Europeans do not criticize their own history, Lukashenko observed.
“Then why are we not allowed to be proud that we had a Soviet Empire?” he asked.
The long-time Belarusian leader also dismissed attempts by Western powers to portray him as a dictator as groundless. Lukashenko reminded that in the ’90s he allowed the nuclear warheads – the legacy of the USSR – be removed from the republic.
“If I were a dictator I wouldn’t let this weapon be withdrawn. It would be the best weapon,” he pointed out.
If Belarus still possessed nukes, the European Union would have treated Minsk differently, Lukashenko observed. He cited Moscow as an example: the West criticizes its policies and elections, but no sanctions are considered.
The comment comes just a day after the EU decided to extend for another year sanctions against Belarus over human rights concerns and failure to respect democratic principles.
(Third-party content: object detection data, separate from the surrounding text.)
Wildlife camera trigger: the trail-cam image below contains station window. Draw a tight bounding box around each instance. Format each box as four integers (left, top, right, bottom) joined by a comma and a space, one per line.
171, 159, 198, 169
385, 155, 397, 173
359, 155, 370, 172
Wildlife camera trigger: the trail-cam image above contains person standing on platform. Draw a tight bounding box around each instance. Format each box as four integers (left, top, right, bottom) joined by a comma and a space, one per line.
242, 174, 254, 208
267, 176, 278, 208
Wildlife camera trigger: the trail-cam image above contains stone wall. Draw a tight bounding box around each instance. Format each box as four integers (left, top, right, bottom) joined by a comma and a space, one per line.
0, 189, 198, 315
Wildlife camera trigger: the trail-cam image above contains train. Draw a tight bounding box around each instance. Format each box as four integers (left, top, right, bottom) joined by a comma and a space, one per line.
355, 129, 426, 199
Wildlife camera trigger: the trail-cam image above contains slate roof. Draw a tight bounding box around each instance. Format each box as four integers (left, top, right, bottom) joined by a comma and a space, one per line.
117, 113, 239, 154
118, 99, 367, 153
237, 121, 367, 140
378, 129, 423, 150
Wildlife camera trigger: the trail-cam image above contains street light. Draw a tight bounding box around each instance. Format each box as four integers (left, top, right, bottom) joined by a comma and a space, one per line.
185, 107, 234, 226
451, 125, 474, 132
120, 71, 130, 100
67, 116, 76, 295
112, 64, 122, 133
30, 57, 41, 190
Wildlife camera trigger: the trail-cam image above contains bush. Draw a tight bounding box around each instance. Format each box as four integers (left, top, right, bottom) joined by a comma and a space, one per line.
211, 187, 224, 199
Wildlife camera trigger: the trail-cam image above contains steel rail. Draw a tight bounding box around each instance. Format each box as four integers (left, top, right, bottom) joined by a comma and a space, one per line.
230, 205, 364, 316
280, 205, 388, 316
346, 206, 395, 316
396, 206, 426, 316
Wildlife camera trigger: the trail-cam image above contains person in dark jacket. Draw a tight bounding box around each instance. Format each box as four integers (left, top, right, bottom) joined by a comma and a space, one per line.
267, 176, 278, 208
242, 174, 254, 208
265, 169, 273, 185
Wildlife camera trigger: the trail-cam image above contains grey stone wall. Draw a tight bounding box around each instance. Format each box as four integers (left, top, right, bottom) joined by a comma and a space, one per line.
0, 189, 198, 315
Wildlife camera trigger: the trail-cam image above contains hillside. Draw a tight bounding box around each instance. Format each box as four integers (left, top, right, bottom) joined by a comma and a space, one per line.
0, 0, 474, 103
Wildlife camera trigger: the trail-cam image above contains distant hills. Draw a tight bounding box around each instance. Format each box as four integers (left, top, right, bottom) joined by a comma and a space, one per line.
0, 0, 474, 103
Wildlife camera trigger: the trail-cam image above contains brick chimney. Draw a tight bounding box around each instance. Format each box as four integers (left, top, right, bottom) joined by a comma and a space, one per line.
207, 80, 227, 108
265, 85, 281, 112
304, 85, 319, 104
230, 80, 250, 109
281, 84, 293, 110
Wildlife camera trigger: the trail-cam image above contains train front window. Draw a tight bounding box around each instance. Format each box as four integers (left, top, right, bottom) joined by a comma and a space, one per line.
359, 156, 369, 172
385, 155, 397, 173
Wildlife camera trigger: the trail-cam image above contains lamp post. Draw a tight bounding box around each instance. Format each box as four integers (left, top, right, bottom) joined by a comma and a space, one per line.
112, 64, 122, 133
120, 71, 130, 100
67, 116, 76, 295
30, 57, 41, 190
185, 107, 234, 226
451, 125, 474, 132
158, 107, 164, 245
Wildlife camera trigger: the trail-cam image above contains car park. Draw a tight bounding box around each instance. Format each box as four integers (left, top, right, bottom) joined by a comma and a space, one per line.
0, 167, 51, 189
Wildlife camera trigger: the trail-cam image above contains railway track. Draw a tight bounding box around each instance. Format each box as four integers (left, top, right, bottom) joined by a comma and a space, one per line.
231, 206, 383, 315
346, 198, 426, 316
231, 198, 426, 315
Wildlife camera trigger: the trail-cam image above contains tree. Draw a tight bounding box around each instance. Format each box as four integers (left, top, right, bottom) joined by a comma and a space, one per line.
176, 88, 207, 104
Lukashenko, though, links the decision with his policies and, in particular, Belarus’ good relations with neighboring Russia.
The president is confident that the creation of the Russia-Belarus Union State back in 1997 was an absolutely correct and farsighted step and this union must not break up.
So far “we have been unable to reach a similar depth in other cooperation projects on former Soviet soil, including the Common Economic Space and attempts to build the Eurasian Economic Union [based on the Customs Union between Russia, Belarus and Kazakhstan]," Lukashenko underlined.
He admitted that over the past decade there have been ups and downs in the relations with Moscow.
The sides have gone through an uneasy period darkened by disputes over energy supply prices for Belarus and the so-called Milk War, when Russia banned Belarusian dairy products, saying that they did not comply with new regulations.
However, the sides managed to iron out their differences. Belarus joined the Customs Union and both states claim they see Eurasian economic and military integration as key priority. In a symbolic gesture, Vladimir Putin paid his first foreign visit after being reelected president to Minsk.
“We are friends, so we can have arguments,” Lukashenko noted. “But what’s important is that we don’t bear a grudge against each other.”
Belarus and Russia cannot do without each other in this “turbulent, ever-competing world,” the president believes. However, Minsk would like to see more progress in the integration processes.
As for the foreign policy cooperation between the two countries, Lukashenko says he is generally pleased with it. However, it still fails to reach the level similar to that between the European Union member-states. The president suggested that Moscow and Minsk – who “do not have many friends” – should seek each other’s advice before doing something. If they “stand back to back” in a struggle, they will certainly succeed.